JAKARTA (kabarpublik.id) – Nilai tukar rupiah ditutup menguat pada perdagangan Kamis (16/7), naik 82 poin atau 0,45 persen ke level Rp17.986 per dolar AS dari posisi sebelumnya Rp18.068 per dolar AS.
Analis Bank Woori Saudara, Rully Nova, mengatakan penguatan rupiah didorong respons positif pelaku pasar terhadap langkah pemerintah dalam mengantisipasi dampak El Nino, khususnya melalui upaya menjaga stabilitas pasokan dan harga pangan.
Menurutnya, kebijakan tersebut dinilai mampu membantu mengendalikan inflasi di tengah ancaman musim kemarau yang berpotensi mengganggu produksi pangan.
Kepala Badan Pangan Nasional (Bapanas) yang juga Menteri Pertanian, Andi Amran Sulaiman, sebelumnya memastikan stok pangan nasional dalam kondisi aman. Selain beras, pemerintah juga memperkuat cadangan berbagai komoditas strategis untuk memenuhi kebutuhan masyarakat selama musim kemarau.
Berdasarkan data Bapanas, stok beras pemerintah yang dikelola Perum Bulog mencapai 5,2 juta ton per 8 Juli 2026. Sementara itu, cadangan pangan pemerintah daerah tercatat sebesar 7,34 ribu ton di tingkat provinsi dan 13,15 ribu ton di tingkat kabupaten/kota yang tersebar di 323 daerah.
Untuk komoditas lain, pemerintah masih memiliki cadangan jagung pakan sebanyak 188 ribu ton yang disalurkan kepada peternak unggas melalui program Stabilisasi Pasokan dan Harga Pangan (SPHP).
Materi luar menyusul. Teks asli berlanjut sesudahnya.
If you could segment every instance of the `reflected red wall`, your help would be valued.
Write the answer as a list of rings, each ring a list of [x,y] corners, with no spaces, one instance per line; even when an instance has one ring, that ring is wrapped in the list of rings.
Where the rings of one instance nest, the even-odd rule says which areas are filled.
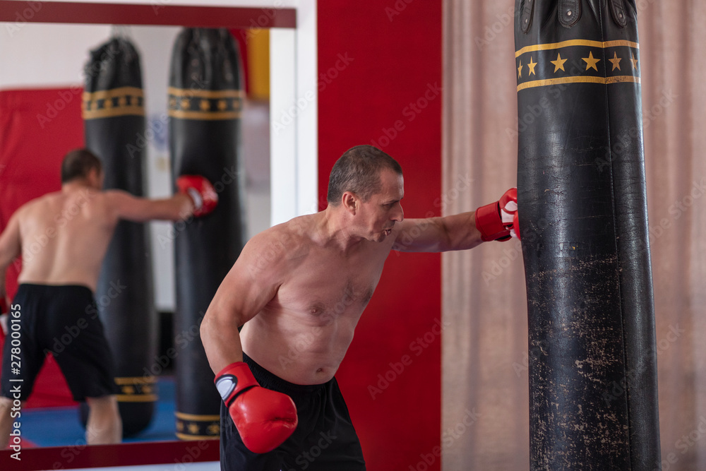
[[[325,0],[318,26],[320,201],[373,144],[402,165],[405,217],[438,215],[441,0]],[[371,471],[441,469],[441,282],[438,254],[392,252],[337,374]]]

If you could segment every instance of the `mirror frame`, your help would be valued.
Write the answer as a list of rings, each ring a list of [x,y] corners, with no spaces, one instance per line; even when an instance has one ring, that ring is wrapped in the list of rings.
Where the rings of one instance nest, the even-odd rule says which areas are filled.
[[[217,5],[214,0],[199,5],[189,1],[150,0],[147,4],[0,0],[0,22],[271,28],[271,223],[316,212],[317,0],[222,0]],[[275,124],[279,126],[273,132],[277,117]],[[217,461],[218,443],[175,440],[25,448],[21,463],[23,469],[32,471],[57,465],[77,469]],[[0,463],[14,463],[13,453],[0,451]]]

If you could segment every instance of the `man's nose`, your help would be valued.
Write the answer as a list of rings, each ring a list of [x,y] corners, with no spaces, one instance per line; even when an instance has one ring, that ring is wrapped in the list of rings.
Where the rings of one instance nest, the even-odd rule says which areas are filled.
[[[393,213],[392,219],[393,221],[397,221],[397,222],[402,222],[402,220],[405,219],[405,210],[402,208],[402,205],[399,203],[397,203],[396,210]]]

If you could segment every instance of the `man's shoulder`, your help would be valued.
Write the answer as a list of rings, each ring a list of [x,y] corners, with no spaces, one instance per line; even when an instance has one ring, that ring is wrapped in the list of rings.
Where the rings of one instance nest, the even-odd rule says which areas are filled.
[[[313,244],[314,222],[311,215],[294,217],[266,229],[253,236],[248,245],[258,254],[258,256],[275,254],[277,259],[283,263],[301,259],[309,254]]]

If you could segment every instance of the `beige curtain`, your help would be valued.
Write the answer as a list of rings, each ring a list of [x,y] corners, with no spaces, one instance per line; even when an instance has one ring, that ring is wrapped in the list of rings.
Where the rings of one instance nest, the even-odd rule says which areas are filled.
[[[637,4],[662,465],[664,471],[701,471],[706,1]],[[445,214],[472,210],[516,182],[513,7],[512,0],[444,2]],[[443,469],[528,470],[527,305],[519,243],[445,254],[443,266],[443,315],[450,324],[442,359]]]

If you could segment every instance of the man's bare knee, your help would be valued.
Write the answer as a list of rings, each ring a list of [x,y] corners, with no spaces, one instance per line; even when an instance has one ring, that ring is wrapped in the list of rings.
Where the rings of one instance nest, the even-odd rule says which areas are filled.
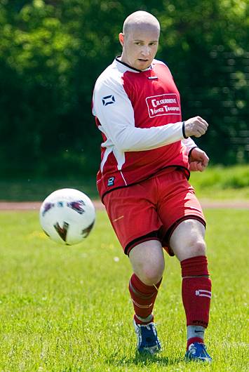
[[[164,256],[158,241],[149,241],[134,247],[129,258],[135,274],[147,286],[156,284],[162,278]]]

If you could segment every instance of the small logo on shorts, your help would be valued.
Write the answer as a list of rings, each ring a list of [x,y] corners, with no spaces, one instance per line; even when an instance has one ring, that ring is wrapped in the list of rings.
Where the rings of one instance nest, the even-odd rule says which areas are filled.
[[[114,185],[115,177],[110,177],[107,181],[107,186],[113,186]]]

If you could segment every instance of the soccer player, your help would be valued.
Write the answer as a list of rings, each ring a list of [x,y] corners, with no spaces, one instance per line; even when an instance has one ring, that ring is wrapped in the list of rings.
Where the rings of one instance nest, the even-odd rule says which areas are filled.
[[[163,248],[182,268],[185,357],[211,361],[203,341],[211,298],[206,222],[187,180],[189,171],[208,165],[208,156],[191,137],[204,135],[208,124],[198,116],[182,121],[170,72],[154,59],[159,34],[152,14],[130,15],[119,34],[121,55],[96,81],[93,113],[103,137],[97,185],[133,270],[129,291],[138,352],[153,354],[161,347],[152,310]]]

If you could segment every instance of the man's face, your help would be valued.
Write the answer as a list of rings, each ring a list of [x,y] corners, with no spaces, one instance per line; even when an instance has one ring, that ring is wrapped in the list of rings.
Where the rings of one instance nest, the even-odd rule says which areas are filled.
[[[130,27],[125,35],[119,34],[123,46],[121,60],[137,69],[148,68],[156,55],[159,39],[159,31],[153,25]]]

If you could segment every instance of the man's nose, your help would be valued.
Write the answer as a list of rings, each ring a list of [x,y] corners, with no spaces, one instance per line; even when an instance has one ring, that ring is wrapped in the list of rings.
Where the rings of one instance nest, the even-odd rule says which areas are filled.
[[[146,45],[144,45],[142,49],[142,51],[141,51],[142,55],[144,56],[147,56],[147,55],[149,55],[150,54],[150,48],[149,46],[147,46]]]

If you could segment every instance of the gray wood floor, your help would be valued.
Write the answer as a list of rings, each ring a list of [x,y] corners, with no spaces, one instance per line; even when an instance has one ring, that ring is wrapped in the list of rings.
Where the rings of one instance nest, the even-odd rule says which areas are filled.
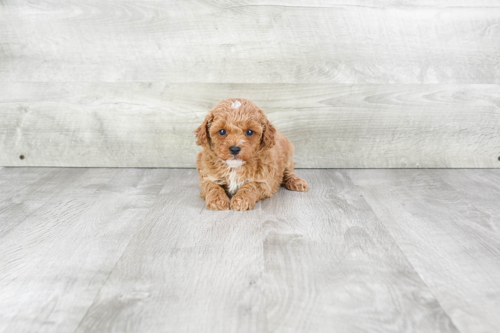
[[[298,170],[212,212],[193,169],[0,169],[0,332],[491,332],[500,169]]]

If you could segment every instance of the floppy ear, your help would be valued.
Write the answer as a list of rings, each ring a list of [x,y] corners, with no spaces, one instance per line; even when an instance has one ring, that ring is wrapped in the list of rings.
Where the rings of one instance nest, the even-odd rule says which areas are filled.
[[[194,131],[196,135],[196,144],[198,146],[206,146],[208,144],[209,129],[210,128],[210,123],[213,119],[211,113],[209,113],[205,117],[205,120]]]
[[[262,120],[264,125],[264,132],[262,133],[262,141],[267,148],[272,148],[276,143],[274,140],[274,134],[276,134],[276,129],[267,120],[267,117],[264,116]]]

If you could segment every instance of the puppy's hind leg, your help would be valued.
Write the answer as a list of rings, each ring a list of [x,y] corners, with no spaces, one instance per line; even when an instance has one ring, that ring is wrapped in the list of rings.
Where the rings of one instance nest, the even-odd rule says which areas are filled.
[[[281,185],[291,191],[305,192],[309,189],[309,186],[306,181],[297,176],[293,171],[287,169],[283,172],[283,180]]]

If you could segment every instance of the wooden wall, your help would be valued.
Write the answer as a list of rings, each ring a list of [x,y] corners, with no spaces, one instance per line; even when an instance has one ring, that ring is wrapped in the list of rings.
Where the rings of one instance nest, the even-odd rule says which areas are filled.
[[[232,97],[297,167],[500,167],[500,1],[0,0],[0,165],[193,167]]]

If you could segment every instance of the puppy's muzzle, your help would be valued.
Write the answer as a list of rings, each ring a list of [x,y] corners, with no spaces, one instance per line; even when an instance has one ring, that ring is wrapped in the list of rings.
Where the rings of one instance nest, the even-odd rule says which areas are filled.
[[[236,156],[240,152],[241,148],[238,146],[232,146],[229,147],[229,151],[231,153],[232,155]]]

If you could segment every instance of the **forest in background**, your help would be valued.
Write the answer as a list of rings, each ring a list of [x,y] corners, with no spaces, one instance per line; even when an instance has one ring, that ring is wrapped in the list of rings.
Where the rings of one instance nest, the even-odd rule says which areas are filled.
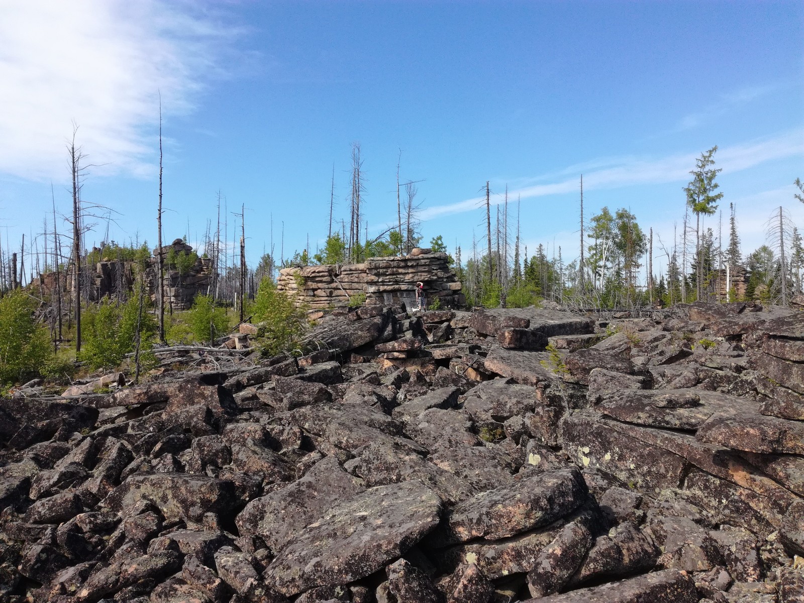
[[[333,171],[328,231],[324,244],[315,252],[308,237],[305,248],[286,256],[283,232],[277,258],[271,224],[270,251],[263,252],[256,265],[248,265],[244,204],[240,212],[230,212],[228,201],[219,192],[217,215],[214,221],[207,220],[198,249],[174,252],[171,248],[154,256],[147,241],[109,240],[115,212],[84,203],[81,190],[88,166],[76,143],[76,131],[68,145],[72,211],[59,213],[54,200],[52,211],[43,217],[41,232],[31,232],[27,240],[23,236],[18,246],[12,246],[7,236],[0,240],[0,298],[6,298],[0,299],[0,322],[17,326],[16,330],[10,330],[16,335],[0,334],[0,365],[13,365],[14,355],[33,359],[23,363],[24,367],[6,370],[0,381],[18,381],[35,374],[31,367],[39,367],[39,374],[67,375],[72,370],[67,365],[75,359],[97,368],[117,366],[127,355],[134,354],[139,367],[139,354],[142,351],[146,359],[147,350],[155,342],[214,343],[255,309],[261,309],[257,310],[258,319],[282,331],[267,338],[266,349],[277,351],[289,346],[304,326],[299,313],[286,299],[280,299],[284,295],[276,290],[278,269],[359,263],[368,257],[408,254],[424,246],[421,203],[417,200],[417,185],[423,181],[400,179],[399,163],[396,215],[382,232],[369,236],[364,217],[363,159],[359,143],[353,143],[347,215],[338,219],[334,213]],[[161,150],[160,130],[158,249],[163,244]],[[553,245],[548,252],[548,245],[539,244],[528,250],[521,241],[523,232],[531,233],[527,224],[520,224],[519,199],[509,199],[506,190],[502,203],[493,203],[488,182],[478,207],[484,215],[481,239],[473,237],[470,248],[457,244],[449,249],[437,236],[429,247],[448,253],[470,307],[524,307],[543,299],[583,310],[668,306],[695,301],[758,300],[787,305],[802,293],[801,232],[780,207],[769,216],[765,244],[744,252],[733,204],[728,204],[724,218],[728,199],[718,191],[716,151],[715,146],[702,153],[691,170],[691,180],[679,195],[684,213],[670,242],[654,239],[653,228],[641,225],[628,208],[612,211],[605,207],[592,215],[585,215],[580,176],[576,249]],[[804,185],[798,178],[795,185],[800,193],[791,201],[804,203]],[[87,241],[90,236],[98,236],[99,226],[105,230],[101,242],[88,248]],[[566,255],[576,252],[576,259],[564,260]],[[180,284],[199,259],[210,262],[211,279],[206,294],[197,296],[190,311],[174,313],[172,305],[166,310],[158,293],[151,303],[146,293],[149,265],[153,270],[155,262],[158,274],[175,274]],[[655,270],[654,260],[664,269]],[[113,299],[88,302],[93,267],[100,261],[116,263],[117,274],[124,273],[124,266],[130,267],[133,282],[130,287],[118,287]],[[157,277],[154,281],[163,282]],[[49,287],[44,286],[46,282]],[[50,292],[47,295],[46,289]],[[16,289],[22,289],[23,294],[11,294]],[[32,319],[26,322],[26,314]],[[291,325],[289,330],[280,329],[284,323]],[[20,341],[15,341],[18,338]],[[82,340],[86,342],[83,351]]]

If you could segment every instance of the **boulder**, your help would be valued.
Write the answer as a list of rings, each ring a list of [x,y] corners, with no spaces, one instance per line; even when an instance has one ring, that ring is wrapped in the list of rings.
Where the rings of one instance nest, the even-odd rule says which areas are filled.
[[[526,474],[515,483],[455,506],[429,541],[445,547],[474,538],[507,538],[571,513],[583,504],[586,495],[586,484],[576,469]]]
[[[419,482],[371,488],[297,531],[265,569],[265,578],[288,597],[359,580],[432,531],[441,511],[438,496]]]

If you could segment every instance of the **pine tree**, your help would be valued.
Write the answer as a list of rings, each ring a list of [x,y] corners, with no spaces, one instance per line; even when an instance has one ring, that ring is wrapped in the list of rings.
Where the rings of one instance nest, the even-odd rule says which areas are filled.
[[[687,204],[689,205],[697,218],[695,225],[695,281],[698,299],[701,298],[701,283],[703,281],[703,266],[700,255],[701,215],[712,215],[714,214],[717,210],[716,202],[723,197],[723,193],[715,193],[715,191],[720,187],[720,185],[715,182],[715,178],[718,173],[722,171],[722,168],[710,167],[715,165],[715,160],[712,157],[716,151],[717,146],[716,145],[709,150],[702,153],[700,158],[695,160],[695,169],[690,172],[692,174],[692,180],[683,189],[687,194]]]
[[[729,203],[732,215],[728,219],[728,248],[726,249],[726,260],[732,268],[740,265],[742,256],[740,253],[740,235],[737,233],[737,219],[735,215],[734,203]]]

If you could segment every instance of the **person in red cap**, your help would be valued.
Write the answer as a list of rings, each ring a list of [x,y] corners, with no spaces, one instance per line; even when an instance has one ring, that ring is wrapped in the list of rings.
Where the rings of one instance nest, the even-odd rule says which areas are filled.
[[[416,306],[418,310],[425,310],[425,284],[417,282],[416,284]]]

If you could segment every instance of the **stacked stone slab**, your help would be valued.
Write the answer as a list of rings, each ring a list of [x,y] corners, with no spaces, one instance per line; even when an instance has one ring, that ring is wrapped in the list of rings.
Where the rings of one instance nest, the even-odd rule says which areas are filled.
[[[172,306],[175,310],[190,310],[196,295],[207,294],[212,282],[212,260],[209,258],[199,257],[191,267],[187,274],[182,276],[178,270],[167,269],[167,254],[173,249],[174,253],[190,253],[193,248],[181,239],[176,239],[170,245],[154,250],[154,255],[149,259],[149,267],[146,270],[146,278],[150,293],[151,301],[156,303],[158,294],[158,264],[157,256],[162,256],[165,266],[164,297],[165,307]]]
[[[404,302],[412,307],[418,281],[425,285],[428,306],[436,299],[441,307],[464,304],[461,283],[449,268],[447,255],[418,251],[424,252],[372,257],[362,264],[286,268],[279,273],[278,286],[312,311],[347,306],[361,293],[366,296],[367,306]]]

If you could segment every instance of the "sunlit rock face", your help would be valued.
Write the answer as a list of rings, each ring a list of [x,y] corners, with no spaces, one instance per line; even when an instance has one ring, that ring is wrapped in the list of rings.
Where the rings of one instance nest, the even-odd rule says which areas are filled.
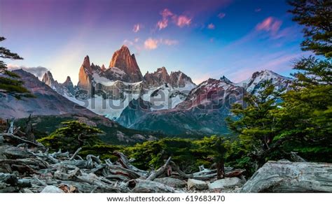
[[[113,54],[109,68],[111,70],[117,68],[118,70],[116,69],[116,72],[118,73],[123,71],[126,74],[126,78],[123,79],[125,82],[137,82],[143,80],[135,56],[134,54],[130,54],[130,51],[125,45],[123,45]]]

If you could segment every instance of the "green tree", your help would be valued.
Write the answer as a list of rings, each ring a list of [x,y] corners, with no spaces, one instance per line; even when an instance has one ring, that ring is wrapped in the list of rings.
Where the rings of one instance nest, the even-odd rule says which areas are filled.
[[[303,50],[314,56],[295,62],[293,90],[282,96],[277,117],[283,124],[276,140],[288,138],[286,151],[296,151],[310,161],[332,161],[332,2],[289,1],[293,20],[304,25]]]
[[[275,116],[281,96],[275,89],[270,81],[265,81],[257,94],[244,98],[245,107],[234,104],[231,110],[234,116],[226,119],[230,129],[239,134],[237,144],[245,150],[240,156],[248,156],[247,162],[254,163],[255,169],[272,158],[284,142],[275,140],[281,131]]]
[[[6,40],[0,36],[0,42]],[[11,50],[0,47],[0,58],[9,59],[22,59],[16,53],[13,53]],[[4,76],[2,76],[4,75]],[[13,72],[8,71],[7,65],[4,61],[0,60],[0,96],[11,95],[16,99],[21,99],[23,97],[34,97],[34,95],[25,87],[24,82],[20,80],[20,76]]]
[[[332,1],[331,0],[289,0],[293,20],[303,25],[306,39],[303,50],[332,57]]]
[[[69,152],[74,152],[79,147],[92,148],[102,143],[98,136],[104,132],[97,128],[78,121],[64,122],[62,124],[63,127],[37,141],[53,151],[62,149]]]

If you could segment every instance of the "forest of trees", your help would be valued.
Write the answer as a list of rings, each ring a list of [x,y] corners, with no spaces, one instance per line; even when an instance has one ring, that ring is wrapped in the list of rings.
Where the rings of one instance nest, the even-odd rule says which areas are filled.
[[[231,138],[165,138],[132,147],[116,146],[99,140],[100,130],[68,122],[39,141],[54,151],[61,148],[74,152],[82,147],[82,154],[99,154],[102,158],[112,158],[113,151],[123,151],[135,159],[137,167],[145,169],[160,167],[171,156],[188,171],[215,163],[220,170],[219,177],[222,177],[224,164],[245,168],[250,175],[268,160],[291,160],[292,152],[309,161],[332,162],[332,3],[289,2],[293,20],[304,27],[301,48],[312,55],[294,63],[291,90],[276,92],[267,81],[258,94],[246,96],[246,107],[234,104],[233,115],[227,120],[233,132]],[[21,59],[0,48],[1,57]],[[14,78],[0,77],[1,93],[18,99],[32,96],[2,61],[0,68],[2,73]]]

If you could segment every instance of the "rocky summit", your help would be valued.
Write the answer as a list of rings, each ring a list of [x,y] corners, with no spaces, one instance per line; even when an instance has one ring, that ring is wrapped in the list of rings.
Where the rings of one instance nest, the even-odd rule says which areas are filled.
[[[43,78],[67,99],[127,128],[170,135],[228,133],[225,119],[230,115],[231,105],[243,103],[246,92],[256,94],[266,80],[277,91],[289,90],[292,84],[291,78],[268,70],[238,83],[223,75],[198,86],[181,71],[169,73],[165,66],[142,76],[125,45],[114,52],[109,68],[85,56],[75,87],[69,77],[57,82],[50,71]]]
[[[130,54],[130,51],[125,45],[123,45],[120,50],[113,54],[108,72],[108,74],[110,74],[109,78],[112,78],[113,75],[112,73],[118,73],[120,77],[118,79],[124,80],[127,82],[137,82],[143,80],[135,55]]]

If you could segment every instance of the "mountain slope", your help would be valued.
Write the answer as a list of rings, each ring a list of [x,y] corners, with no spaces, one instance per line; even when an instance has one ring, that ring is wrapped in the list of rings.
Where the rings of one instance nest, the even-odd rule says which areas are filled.
[[[125,117],[134,122],[127,126],[131,129],[172,135],[227,133],[225,118],[230,115],[232,103],[242,103],[244,92],[242,87],[209,79],[191,90],[186,100],[173,109],[140,110],[138,117],[131,119],[125,110],[118,121]],[[130,112],[130,116],[135,115],[132,110]]]
[[[41,82],[32,73],[22,69],[13,71],[21,76],[25,87],[30,90],[36,98],[17,101],[14,98],[0,98],[0,112],[1,117],[26,117],[29,114],[41,115],[57,115],[62,114],[80,114],[95,116],[90,110],[67,100],[54,91],[49,86]]]

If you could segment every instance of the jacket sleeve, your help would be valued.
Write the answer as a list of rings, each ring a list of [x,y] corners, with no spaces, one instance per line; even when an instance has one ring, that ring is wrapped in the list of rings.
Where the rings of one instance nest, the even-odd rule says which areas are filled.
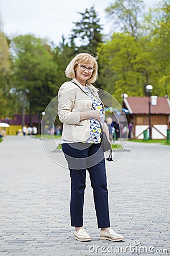
[[[73,111],[76,97],[76,88],[69,82],[61,85],[58,93],[58,115],[60,121],[69,125],[79,125],[80,112]]]

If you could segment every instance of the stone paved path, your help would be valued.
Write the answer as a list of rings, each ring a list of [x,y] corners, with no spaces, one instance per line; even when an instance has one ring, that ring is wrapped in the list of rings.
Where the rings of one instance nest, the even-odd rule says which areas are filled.
[[[107,163],[112,226],[125,241],[99,240],[88,176],[84,226],[92,241],[80,242],[70,225],[68,171],[50,159],[40,139],[6,137],[0,144],[0,255],[169,255],[170,147],[127,147],[130,152]],[[62,153],[53,154],[65,161]]]

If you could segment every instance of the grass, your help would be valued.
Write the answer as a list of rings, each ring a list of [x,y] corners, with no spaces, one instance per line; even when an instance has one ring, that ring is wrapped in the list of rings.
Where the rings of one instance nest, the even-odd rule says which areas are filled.
[[[170,145],[170,142],[168,142],[166,139],[148,139],[148,141],[143,141],[142,139],[130,139],[129,141],[132,142],[141,142],[143,143],[160,143],[163,145]]]

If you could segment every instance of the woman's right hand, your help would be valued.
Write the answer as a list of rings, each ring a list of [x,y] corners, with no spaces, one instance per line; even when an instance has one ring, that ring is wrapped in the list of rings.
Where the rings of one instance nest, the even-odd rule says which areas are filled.
[[[97,120],[100,121],[101,118],[100,117],[100,112],[98,110],[91,110],[91,118],[96,119]]]

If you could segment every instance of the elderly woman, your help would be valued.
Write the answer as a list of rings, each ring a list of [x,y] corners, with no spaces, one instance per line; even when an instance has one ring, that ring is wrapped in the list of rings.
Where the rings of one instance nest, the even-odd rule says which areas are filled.
[[[100,122],[109,139],[104,120],[104,106],[98,90],[91,82],[96,81],[97,63],[88,53],[78,54],[67,65],[65,74],[72,79],[64,82],[58,94],[58,115],[63,123],[62,148],[71,177],[71,225],[75,227],[74,238],[91,240],[83,226],[86,170],[93,189],[100,238],[122,241],[122,234],[110,228],[108,193],[105,159],[101,147]]]

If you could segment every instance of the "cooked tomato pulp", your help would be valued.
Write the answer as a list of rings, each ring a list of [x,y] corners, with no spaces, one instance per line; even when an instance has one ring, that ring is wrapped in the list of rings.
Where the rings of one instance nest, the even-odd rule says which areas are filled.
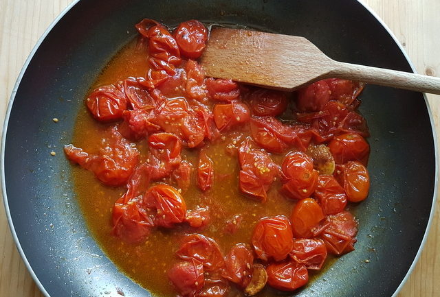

Selain itu, tersedia cadangan minyak goreng sekitar 1,1 ribu kiloliter, gula konsumsi 2,79 ribu ton, serta daging ayam sebanyak 38 ton yang dikelola Bulog dan ID Food.
Rully menilai langkah mitigasi El Nino menjadi faktor penting dalam menjaga inflasi tetap berada di kisaran target Bank Indonesia, yakni 1,5 hingga 3,5 persen. Di sisi lain, kenaikan harga minyak dunia akibat eskalasi geopolitik masih menjadi risiko yang perlu diwaspadai.
Pelaku pasar juga cenderung mengambil sikap wait and see menjelang Rapat Dewan Gubernur (RDG) Bank Indonesia pekan depan. BI diperkirakan akan mempertahankan suku bunga acuan di level 5,75 persen, sembari mengoptimalkan bauran kebijakan melalui lelang Sekuritas Rupiah Bank Indonesia (SRBI) serta intervensi di pasar valuta asing dan Surat Utang Negara (SUN).
Dari faktor eksternal, penguatan rupiah turut didukung keputusan S&P Global Ratings yang mempertahankan peringkat kredit Indonesia pada level layak investasi (BBB) dengan prospek stabil. Selain itu, pelemahan inflasi global dan menurunnya indeks dolar AS juga memberikan sentimen positif terhadap mata uang Garuda.
Bank Indonesia mencatat kurs Jakarta Interbank Spot Dollar Rate (JISDOR) pada Kamis menguat ke level Rp18.041 per dolar AS, dibandingkan posisi sebelumnya Rp18.064 per dolar AS.